Run Fediverse system tests with your application in a UBOS container

https://feditest.org/quickstart/fediverse-developer/app-on-ubos/

Here is an outline of the steps you need to take so your own Fediverse App can be tested like Mastodon is in the system test setups described in Getting a taste of FediTest. Just like there, this allows you to run your own App against itself, but also against other apps like Mastodon or WordPress with the plugins.

Step 1: Package your app for UBOS

This involves creating an Arch Linux package for it with extra metadata, and template files or scripts that can parameterize the configuration so that UBOS Gears can successfully deploy your App at any hostname.

The ubos.net website has tutorials for how to do that.

As a side effect, your App can now also be installed, uninstalled, backed up, and restored with a single command each, which may be an attractive feature anyway independent of FediTest.

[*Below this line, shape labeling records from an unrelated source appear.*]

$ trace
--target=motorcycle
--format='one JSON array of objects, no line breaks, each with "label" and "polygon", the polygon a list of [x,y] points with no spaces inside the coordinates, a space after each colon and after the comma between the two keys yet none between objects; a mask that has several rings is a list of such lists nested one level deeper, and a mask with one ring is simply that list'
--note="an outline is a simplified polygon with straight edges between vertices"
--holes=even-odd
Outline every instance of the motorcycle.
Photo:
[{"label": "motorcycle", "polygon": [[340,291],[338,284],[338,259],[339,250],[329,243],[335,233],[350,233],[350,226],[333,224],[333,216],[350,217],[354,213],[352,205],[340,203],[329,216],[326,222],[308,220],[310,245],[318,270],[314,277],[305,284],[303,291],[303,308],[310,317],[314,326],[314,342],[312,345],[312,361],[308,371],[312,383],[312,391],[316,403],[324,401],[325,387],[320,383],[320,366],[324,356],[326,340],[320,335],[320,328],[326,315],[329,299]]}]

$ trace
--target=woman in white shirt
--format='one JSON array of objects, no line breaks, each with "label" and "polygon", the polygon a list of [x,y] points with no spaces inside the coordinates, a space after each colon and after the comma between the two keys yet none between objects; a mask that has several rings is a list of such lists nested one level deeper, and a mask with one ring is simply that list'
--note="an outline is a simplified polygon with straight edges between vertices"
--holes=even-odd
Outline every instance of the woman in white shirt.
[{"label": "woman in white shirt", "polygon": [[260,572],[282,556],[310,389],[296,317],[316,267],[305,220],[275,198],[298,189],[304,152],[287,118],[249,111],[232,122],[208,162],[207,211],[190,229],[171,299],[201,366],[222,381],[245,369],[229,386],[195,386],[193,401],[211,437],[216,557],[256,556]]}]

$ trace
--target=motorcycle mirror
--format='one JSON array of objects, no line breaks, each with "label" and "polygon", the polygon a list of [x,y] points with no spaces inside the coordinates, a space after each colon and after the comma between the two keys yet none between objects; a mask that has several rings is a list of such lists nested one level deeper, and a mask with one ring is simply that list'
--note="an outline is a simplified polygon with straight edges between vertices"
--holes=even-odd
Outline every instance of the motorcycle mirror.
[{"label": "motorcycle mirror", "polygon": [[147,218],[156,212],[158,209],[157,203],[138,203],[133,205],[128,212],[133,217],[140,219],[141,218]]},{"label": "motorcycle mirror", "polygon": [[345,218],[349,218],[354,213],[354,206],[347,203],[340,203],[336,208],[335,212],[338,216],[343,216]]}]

Step 2: Create a NodeDriver implementation class for your app

When you specify Nodes in test Constellations, you specify a Node Driver like this:

{
    "nodedriver" : "MastodonUbosNodeDriver"
}

This name refers to a Python class that implements the FediTest NodeDriver abstract class (in src/feditest/nodedrivers/__init__.py). This NodeDriver abstract class defines a handful of methods that need to implemented for your App so FediTest can get an instance of your App up and running, and also take it back down.

As an example, you can use the MastodonUbosNodeDriver (which is found in src/feditest/nodedrivers/mastodon/ubos.py). Implement something similar that works for your App.

Step 3: Create a Node implementation class for your app

The NodeDriver class wants to instantiate subclass of Node in its _instantiate_ubos_node() method. You need to implement a subclass of Node for your App, too.

Class Node has many (abstract) subclasses, each of which provides methods that allow FediTest scripts to make the Node do something, or report back an observation. There is one such subclass per protocol. If, for example, you want your Node to be tested as a WebFinger server, you implement Node subclass WebFingerServer. If it is a full-fledged Fediverse Node, you implement subclass FediverseNode (that inherits from WebFingerServer), as class MastodonNode does.

This can be a little involved, because there are many things tests want to test. If your App implements the Mastodon API, you are in relative luck, because you can simply reuse the NodeWithMastodonAPI class, as we do in the support for WordPress (see class WordPressPlusPluginsUbosNode).